Question de Mme VOYNET Dominique (Seine-Saint-Denis - SOC-R) publiée le 13/11/2008

Mme Dominique Voynet attire l'attention de Mme la garde des sceaux, ministre de la justice, sur l'instruction judiciaire relative au décès, le 27 octobre 2005, de deux adolescents à Clichy-sous-Bois dans un transformateur électrique. Ils n'avaient commis aucune infraction.
Après ce drame, plusieurs communes de Seine-Saint-Denis et, plus largement, des banlieues de notre pays, avaient été frappées par trois semaines de violences et d'affrontements.
Alors que l'instruction semblait enfin close, un nouveau juge a récemment repris le dossier, et entend organiser, trois ans après les faits, un nouveau transport sur les lieux le mois prochain, au risque de retarder davantage encore la venue de l'affaire à l'audience, comme l'ont relevé les avocats des familles des victimes.
Dans ce dossier, des mises en examen ont été prononcées de longue date. Nos concitoyens ne comprendraient pas que, s'agissant de fonctionnaires de police, se devant à ce titre d'être particulièrement exemplaires, la justice agisse moins bien et moins vite qu'envers tout autre justiciable.

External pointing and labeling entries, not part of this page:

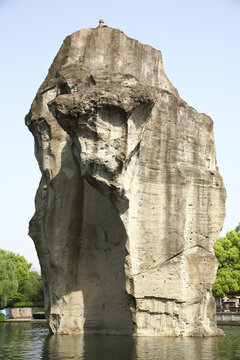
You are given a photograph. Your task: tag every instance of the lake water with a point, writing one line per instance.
(23, 341)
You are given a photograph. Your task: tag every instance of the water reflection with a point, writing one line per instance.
(90, 347)
(26, 341)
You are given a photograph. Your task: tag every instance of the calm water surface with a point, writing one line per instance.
(23, 341)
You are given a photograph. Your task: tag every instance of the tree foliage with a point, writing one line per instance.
(8, 280)
(28, 288)
(227, 251)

Elle lui demande donc de confirmer que, d'une part, les forces de police ne font pas exception à la loi qui s'applique à tous les citoyens, et que, d'autre part, les instructions judiciaires mettant éventuellement en cause les agissements de fonctionnaires de police se déroulent dans les mêmes termes et selon le même souci d'indépendance vis-à-vis du Gouvernement que n'importe quelle autre instruction.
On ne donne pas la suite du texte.